Reputation: 414
I am working on APOC procedures of neo4j. I am unable to get average of distance for all nodes returned by below query.
match(n:Company)
WHERE NOT (n)-[:refersTo]->() and n.name starts with "google"
with n as company, apoc.text.distance('google', n.name_lower) as distance
return company.name, distance, avg(distance)
The value of distance and avg(distance) is always same. Below is image attached of results sample.
EDIT 1: Tried suggested query:
match(n:Company)
WHERE NOT (n)-[:refersTo]->() and n.name_lower starts with "google"
with n as company, apoc.text.distance('google', n.name_lower) as distance
with company, collect(distance) as distances, avg(distance) as distAvg
unwind distances as distance
return company.name as name, distance, distAvg
Got same results.
Upvotes: 0
Views: 58
Reputation: 66999
This query will return a collection of name/distance pairs and the average of all the distances:
MATCH (n:Company)
WHERE NOT (n)-[:refersTo]->() AND n.name_lower starts with "google"
WITH n.name AS name, apoc.text.distance('google', n.name_lower) AS distance
RETURN COLLECT({name: name, distance: distance}) as data, AVG(distance) as distAvg;
Here is a sample result:
╒══════════════════════════════════════════════════════════════════════╤═════════╕
│"data" │"distAvg"│
╞══════════════════════════════════════════════════════════════════════╪═════════╡
│[{"name":"Google Inc.","distance":5},{"name":"Google Max","distance":4│4.5 │
│}] │ │
└──────────────────────────────────────────────────────────────────────┴─────────┘
Upvotes: 1
Reputation: 30397
Aggregation in Neo4j is with respect to the non-aggregation columns. In your query, for each company and its distance, you're getting the average of that single distance value.
You need to either collapse or remove the distance
values (so the average is with respect to all distances). Try this instead:
match(n:Company)
WHERE NOT (n)-[:refersTo]->() and n.name starts with "google"

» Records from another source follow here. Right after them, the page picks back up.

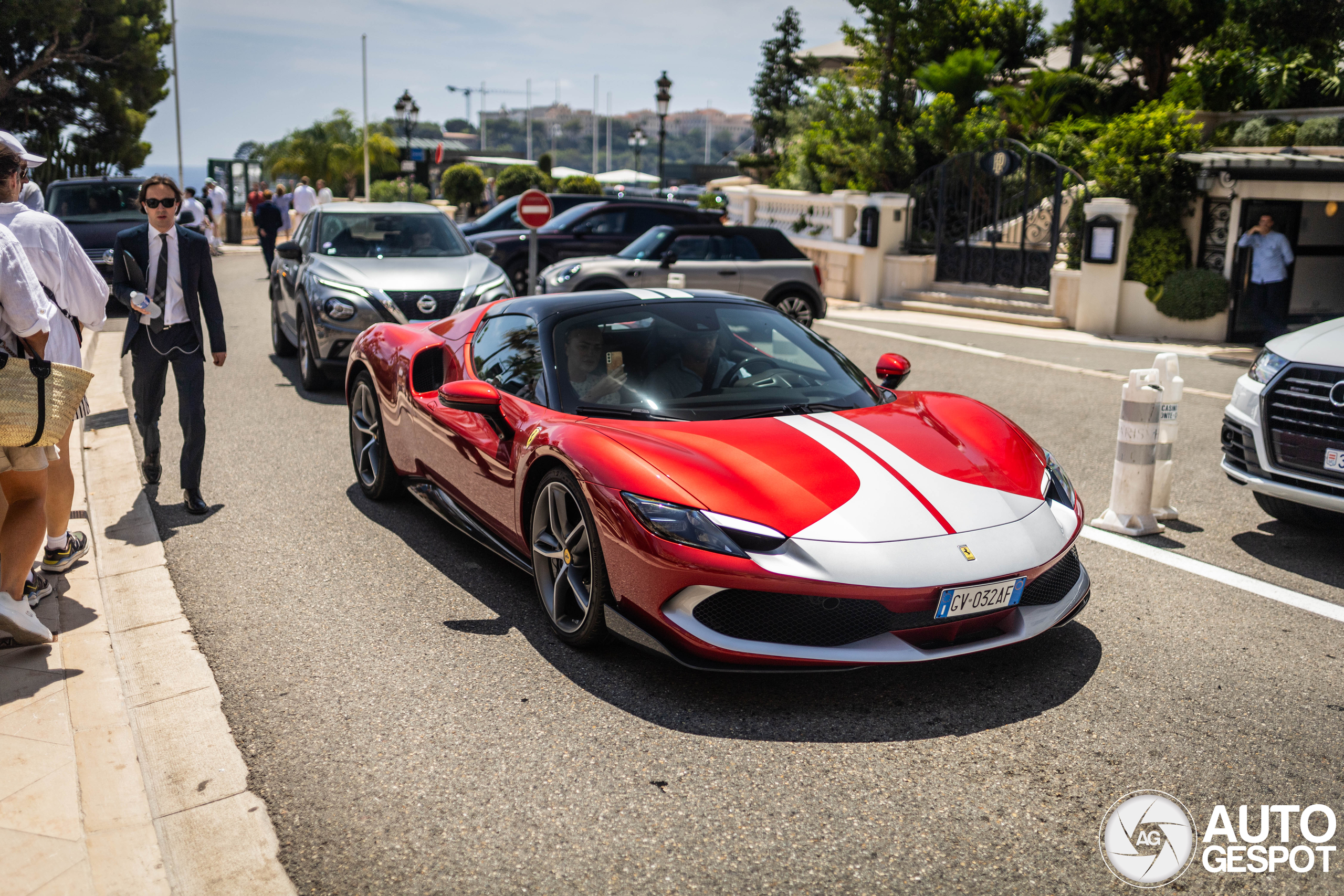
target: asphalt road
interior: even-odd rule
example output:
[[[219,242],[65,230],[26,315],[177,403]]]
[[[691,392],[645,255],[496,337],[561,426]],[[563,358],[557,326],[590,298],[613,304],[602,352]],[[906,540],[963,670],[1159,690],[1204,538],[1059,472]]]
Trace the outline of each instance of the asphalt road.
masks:
[[[207,373],[216,509],[176,504],[169,391],[155,512],[300,892],[1125,892],[1097,829],[1126,791],[1179,797],[1200,830],[1215,803],[1344,809],[1340,623],[1086,540],[1091,606],[993,653],[716,676],[625,646],[571,650],[528,578],[414,500],[363,498],[341,395],[304,392],[270,353],[261,267],[216,266],[230,341]],[[866,369],[900,351],[910,387],[999,407],[1103,509],[1118,383],[818,332]],[[1148,363],[1009,343],[992,348]],[[1191,363],[1187,382],[1230,391],[1238,372]],[[1274,523],[1216,470],[1220,407],[1187,399],[1181,521],[1152,541],[1344,603],[1340,536]],[[1196,860],[1176,887],[1344,892],[1336,879]]]

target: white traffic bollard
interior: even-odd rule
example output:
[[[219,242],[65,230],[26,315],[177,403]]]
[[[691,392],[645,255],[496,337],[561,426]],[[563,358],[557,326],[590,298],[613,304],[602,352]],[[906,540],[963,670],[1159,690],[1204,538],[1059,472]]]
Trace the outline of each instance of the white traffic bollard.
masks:
[[[1153,519],[1153,461],[1163,387],[1156,368],[1130,371],[1121,387],[1120,433],[1110,506],[1093,525],[1120,535],[1153,535],[1167,527]]]
[[[1172,449],[1176,447],[1176,418],[1185,380],[1180,377],[1180,360],[1173,352],[1163,352],[1153,360],[1163,386],[1161,412],[1157,420],[1157,462],[1153,465],[1153,517],[1175,520],[1180,514],[1172,506],[1172,477],[1175,466]]]

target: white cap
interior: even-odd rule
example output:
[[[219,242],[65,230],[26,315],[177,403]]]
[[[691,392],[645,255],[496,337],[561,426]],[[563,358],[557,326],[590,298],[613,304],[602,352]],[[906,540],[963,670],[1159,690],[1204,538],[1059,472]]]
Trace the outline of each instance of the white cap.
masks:
[[[19,159],[23,159],[26,163],[28,163],[28,168],[36,168],[42,163],[47,161],[46,157],[34,156],[31,152],[24,149],[23,144],[19,142],[17,137],[11,134],[8,130],[0,130],[0,144],[3,144],[5,149],[11,149],[19,153]]]

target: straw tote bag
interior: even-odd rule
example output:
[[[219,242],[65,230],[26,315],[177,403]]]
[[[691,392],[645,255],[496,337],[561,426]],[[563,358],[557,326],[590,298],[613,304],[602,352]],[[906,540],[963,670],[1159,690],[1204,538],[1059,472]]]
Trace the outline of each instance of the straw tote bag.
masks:
[[[59,442],[91,379],[93,372],[79,367],[0,351],[0,447]]]

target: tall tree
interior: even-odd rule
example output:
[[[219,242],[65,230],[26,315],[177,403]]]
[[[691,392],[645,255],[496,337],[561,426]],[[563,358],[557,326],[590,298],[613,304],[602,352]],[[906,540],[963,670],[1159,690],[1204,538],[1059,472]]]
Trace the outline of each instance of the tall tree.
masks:
[[[1075,16],[1103,52],[1136,59],[1149,97],[1161,97],[1176,63],[1212,35],[1227,0],[1075,0]]]
[[[164,0],[0,3],[0,128],[52,156],[43,173],[129,172],[168,95]]]
[[[802,23],[788,7],[774,23],[775,36],[761,43],[761,73],[751,87],[751,126],[757,152],[778,152],[789,132],[789,110],[798,106],[808,79],[817,71],[814,59],[800,59]]]

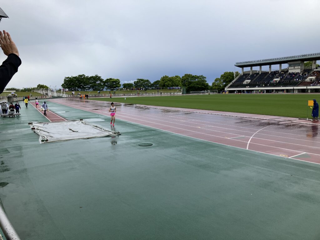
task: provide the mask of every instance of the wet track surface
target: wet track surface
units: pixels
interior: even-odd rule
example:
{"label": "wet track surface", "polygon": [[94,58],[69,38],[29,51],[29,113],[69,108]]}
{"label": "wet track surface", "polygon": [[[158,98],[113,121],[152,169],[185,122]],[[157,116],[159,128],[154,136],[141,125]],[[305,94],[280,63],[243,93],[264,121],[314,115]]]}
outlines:
{"label": "wet track surface", "polygon": [[[114,100],[116,101],[116,99]],[[78,98],[50,100],[77,109],[110,115],[109,102],[80,101]],[[320,163],[320,135],[317,125],[157,109],[133,104],[116,103],[115,106],[116,117],[119,119],[213,142]]]}

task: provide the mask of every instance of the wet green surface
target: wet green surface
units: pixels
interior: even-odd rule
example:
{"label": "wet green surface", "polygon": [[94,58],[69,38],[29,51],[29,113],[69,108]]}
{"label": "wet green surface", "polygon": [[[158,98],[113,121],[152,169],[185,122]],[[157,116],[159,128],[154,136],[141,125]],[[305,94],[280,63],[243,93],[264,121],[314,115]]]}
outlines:
{"label": "wet green surface", "polygon": [[119,120],[119,137],[40,145],[27,124],[45,119],[22,108],[0,119],[0,198],[22,239],[320,238],[319,165]]}

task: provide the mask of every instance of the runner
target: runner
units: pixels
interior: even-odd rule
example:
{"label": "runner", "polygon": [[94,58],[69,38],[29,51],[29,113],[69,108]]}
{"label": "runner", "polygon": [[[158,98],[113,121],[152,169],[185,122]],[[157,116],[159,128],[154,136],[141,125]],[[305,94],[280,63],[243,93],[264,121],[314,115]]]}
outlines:
{"label": "runner", "polygon": [[38,108],[38,105],[39,105],[39,101],[36,98],[36,101],[35,102],[36,103],[36,108]]}
{"label": "runner", "polygon": [[110,109],[109,109],[109,111],[110,112],[110,116],[111,116],[111,122],[110,124],[112,124],[112,120],[113,120],[113,124],[112,126],[115,126],[115,120],[116,120],[116,112],[117,111],[116,107],[115,107],[115,104],[113,102],[111,103],[111,107]]}

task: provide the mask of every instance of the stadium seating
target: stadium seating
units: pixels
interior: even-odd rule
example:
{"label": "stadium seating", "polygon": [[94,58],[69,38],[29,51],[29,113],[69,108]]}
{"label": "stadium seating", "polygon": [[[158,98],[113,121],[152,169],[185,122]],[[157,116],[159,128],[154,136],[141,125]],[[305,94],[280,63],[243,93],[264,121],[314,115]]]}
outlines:
{"label": "stadium seating", "polygon": [[[295,86],[301,84],[309,76],[313,76],[313,74],[316,77],[316,81],[320,82],[320,72],[315,71],[310,74],[311,69],[304,70],[301,73],[289,73],[287,70],[279,72],[278,71],[271,72],[270,73],[268,72],[263,72],[261,74],[259,73],[254,73],[252,75],[247,74],[244,74],[233,83],[229,88],[254,88],[274,86],[282,87],[285,86]],[[275,79],[280,80],[277,82],[274,81]],[[251,80],[251,81],[248,84],[244,84],[244,82],[246,80]],[[311,84],[309,83],[309,84]],[[316,82],[313,83],[313,84]],[[303,84],[303,85],[306,85]]]}

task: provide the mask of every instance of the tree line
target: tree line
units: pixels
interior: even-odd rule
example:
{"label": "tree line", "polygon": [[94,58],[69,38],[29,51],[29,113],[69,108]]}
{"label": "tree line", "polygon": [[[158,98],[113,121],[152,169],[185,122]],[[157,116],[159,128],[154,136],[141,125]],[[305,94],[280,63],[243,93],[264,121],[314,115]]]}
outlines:
{"label": "tree line", "polygon": [[[75,91],[103,89],[115,89],[121,87],[118,79],[109,78],[104,79],[97,75],[86,76],[81,74],[77,76],[66,77],[61,86],[64,88]],[[203,75],[187,74],[182,77],[178,75],[162,76],[159,80],[151,83],[149,80],[138,78],[133,83],[124,83],[122,87],[126,89],[133,88],[146,89],[158,87],[185,86],[187,91],[201,91],[210,88],[207,82],[206,77]]]}

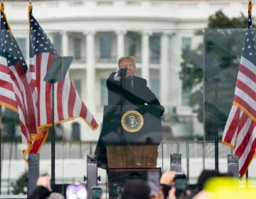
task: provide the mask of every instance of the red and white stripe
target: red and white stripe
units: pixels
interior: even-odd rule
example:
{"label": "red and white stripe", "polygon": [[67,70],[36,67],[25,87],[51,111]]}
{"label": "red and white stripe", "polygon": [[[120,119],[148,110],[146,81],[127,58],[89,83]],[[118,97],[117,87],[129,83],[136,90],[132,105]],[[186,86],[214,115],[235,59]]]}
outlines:
{"label": "red and white stripe", "polygon": [[223,136],[238,156],[239,174],[242,176],[256,150],[256,66],[242,57],[233,105]]}
{"label": "red and white stripe", "polygon": [[[30,69],[33,73],[34,82],[38,90],[38,121],[40,128],[51,126],[52,103],[51,84],[43,80],[54,54],[39,53],[30,59]],[[95,118],[79,97],[68,75],[63,81],[54,84],[54,122],[55,124],[82,117],[88,125],[96,129],[98,127]]]}

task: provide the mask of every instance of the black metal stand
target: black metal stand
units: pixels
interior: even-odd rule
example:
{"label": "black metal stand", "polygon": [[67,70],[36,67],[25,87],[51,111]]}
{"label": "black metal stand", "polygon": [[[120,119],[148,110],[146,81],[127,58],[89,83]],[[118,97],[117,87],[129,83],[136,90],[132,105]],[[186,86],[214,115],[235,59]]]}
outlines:
{"label": "black metal stand", "polygon": [[53,187],[55,185],[55,134],[54,129],[54,84],[57,82],[57,80],[52,80],[51,87],[52,87],[52,127],[51,127],[51,186]]}
{"label": "black metal stand", "polygon": [[51,84],[51,97],[52,97],[52,126],[51,126],[51,187],[55,187],[55,129],[54,129],[54,84],[58,81],[62,81],[65,76],[73,60],[73,57],[55,57],[47,71],[47,73],[43,79],[44,81],[48,82]]}

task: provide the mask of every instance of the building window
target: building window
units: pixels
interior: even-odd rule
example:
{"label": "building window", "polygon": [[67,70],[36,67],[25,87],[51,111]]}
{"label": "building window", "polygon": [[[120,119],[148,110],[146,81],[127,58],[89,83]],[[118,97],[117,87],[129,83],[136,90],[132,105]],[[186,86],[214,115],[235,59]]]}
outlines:
{"label": "building window", "polygon": [[[191,38],[182,38],[181,48],[183,50],[190,48],[191,46]],[[187,84],[183,84],[182,85],[182,97],[181,104],[183,106],[189,105],[189,97],[191,91],[191,87]]]}
{"label": "building window", "polygon": [[61,55],[62,50],[62,38],[61,35],[58,33],[53,35],[53,43],[58,53]]}
{"label": "building window", "polygon": [[100,80],[101,85],[101,105],[103,107],[107,105],[107,88],[106,85],[106,79]]}
{"label": "building window", "polygon": [[153,36],[149,38],[150,63],[159,63],[160,60],[160,37]]}
{"label": "building window", "polygon": [[191,38],[182,38],[181,39],[181,48],[190,48],[191,46]]}
{"label": "building window", "polygon": [[112,52],[112,38],[104,36],[100,38],[100,58],[110,59]]}
{"label": "building window", "polygon": [[26,42],[26,38],[18,38],[16,39],[17,43],[19,46],[19,48],[21,48],[21,53],[24,57],[24,58],[26,59],[27,58],[28,55],[28,48],[27,48],[27,42]]}
{"label": "building window", "polygon": [[189,97],[191,91],[191,87],[188,85],[182,86],[182,105],[188,106],[189,105]]}
{"label": "building window", "polygon": [[74,59],[81,60],[81,38],[75,38],[73,39]]}
{"label": "building window", "polygon": [[74,80],[74,86],[75,90],[77,90],[79,96],[81,96],[81,80]]}
{"label": "building window", "polygon": [[137,32],[128,32],[126,36],[126,43],[127,48],[125,49],[125,54],[134,56],[137,63],[141,63],[141,43],[142,36]]}

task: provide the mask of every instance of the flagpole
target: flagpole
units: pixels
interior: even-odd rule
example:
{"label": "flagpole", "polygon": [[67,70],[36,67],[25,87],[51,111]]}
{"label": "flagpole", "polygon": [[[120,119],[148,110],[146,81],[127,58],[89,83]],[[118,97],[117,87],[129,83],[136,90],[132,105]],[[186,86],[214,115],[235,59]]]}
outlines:
{"label": "flagpole", "polygon": [[2,115],[1,115],[1,106],[0,105],[0,195],[1,195],[1,129],[2,129]]}

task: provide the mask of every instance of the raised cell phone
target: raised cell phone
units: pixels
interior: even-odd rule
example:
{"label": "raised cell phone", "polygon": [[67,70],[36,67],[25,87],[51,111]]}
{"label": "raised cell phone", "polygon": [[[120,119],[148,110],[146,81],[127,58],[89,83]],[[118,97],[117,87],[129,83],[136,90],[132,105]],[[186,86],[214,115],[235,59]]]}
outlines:
{"label": "raised cell phone", "polygon": [[102,195],[102,189],[100,187],[92,187],[92,199],[100,199]]}
{"label": "raised cell phone", "polygon": [[187,189],[186,176],[183,173],[176,173],[174,178],[175,195],[177,198],[184,198]]}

with n as company, apoc.text.distance('google', n.name_lower) as distance
with company, collect(distance) as distances, avg(distance) as distAvg
unwind distances as distance
return company.name as name, distance, distAvg
EDIT
As noted by cybersam, this is getting the average distance per company rather than overall. I'll let this stand as an example of how aggregation works and can be tricky. Cybersam's answer provides the correct means of aggregating.
Upvotes: 0